- U.S. Sen. Robert Casey is calling on the Obama administration to increase funding to $150 million in fiscal year 2017 to clean up nuclear waste sites — 30% above the budget. Currently, a $350 million project in his state of Pennsylvania is addressing waste buried at the nuclear dump in Parks Township. The Army Corps plans to recoup cleanup expenses from the owner, to hire a new contractor, and to begin working to remove and ship the waste out of Parks in 2018.
- The Formerly Utilized Sites Remedial Action Program, dedicated to cleaning up nuclear sites, operated on a $130-$140 million budget for years, which has dropped below $110 million since fiscal year 2011, according to U.S. Army Corps. This has been a driver for Casey’s appeal to the federal government.
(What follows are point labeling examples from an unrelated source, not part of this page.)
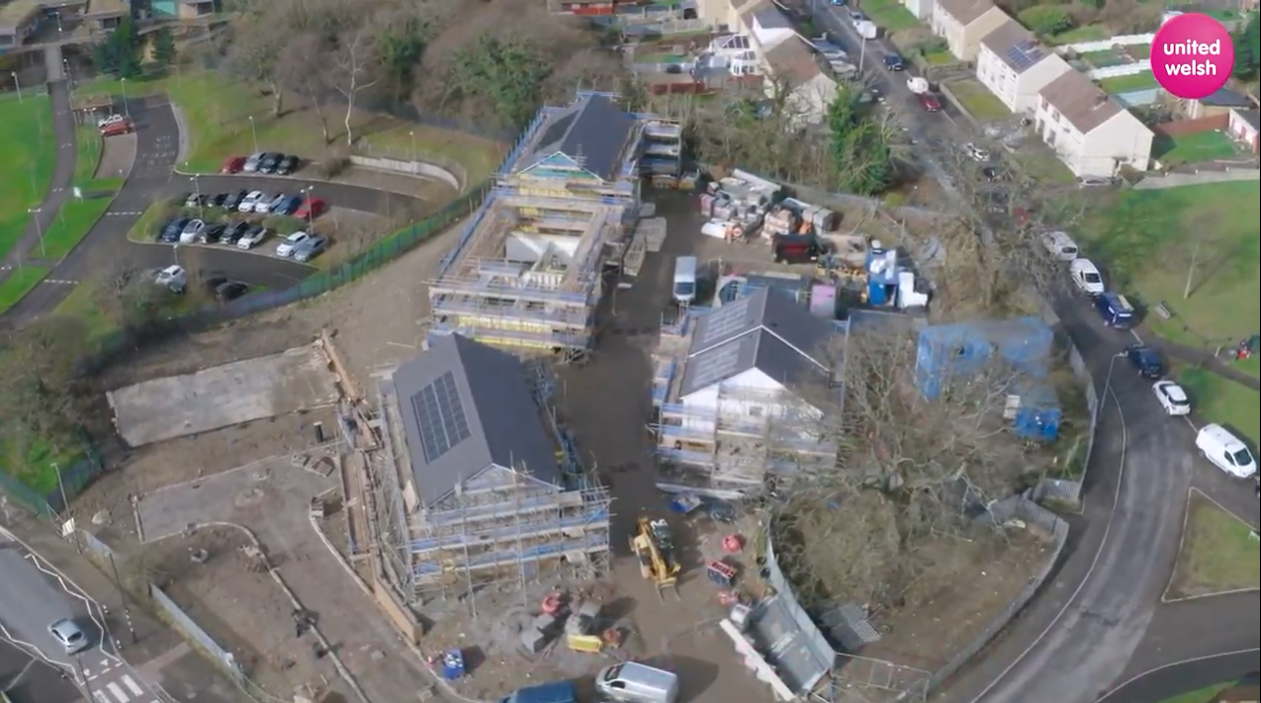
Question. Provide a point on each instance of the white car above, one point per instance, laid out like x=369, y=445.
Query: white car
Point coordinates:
x=1172, y=398
x=250, y=201
x=1061, y=245
x=288, y=246
x=1226, y=452
x=1086, y=277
- The cleanup program administered by the U.S. Army Corps of Engineers covers 24 active sites in 10 states — Connecticut, Iowa, Indiana, Maryland, Massachusetts, Missouri, New Jersey, New York, Ohio, and Pennsylvania.
So far, the Parks cleanup has not been significantly hindered by financial constraints, according to the Pittsburgh District of the Army Corps. But there are concerns about how far existing funds will take the project due to the discovery of more complex nuclear materials than was projected, and Sen. Casey is not wavering as nuclear waste continues to be an issue around the country.
"Leaving these sites unaddressed or underfunded not only poses a health risk to communities near these sites, but also neglects the federal government's responsibility to address the lasting impacts of its past nuclear testing and research activities," Casey wrote in a Jan. 11 letter to the U.S. Office of Management and Budget.
"With several large FUSRAP sites entering the expensive remediation phase of the cleanup cycle…including Parks Township…the FUSRAP program will see record-high costs beginning in (fiscal year) 2017 and beyond," Casey wrote.
Nonprofit Savannah River Site Watch of Columbia, SC, questions whether the U.S. government will be able to provide much support.
"Given growing pressure of the federal budget, it's hard to see where the necessary clean-up funding will come from," said Tom Clements, director of the Savannah River Site Watch.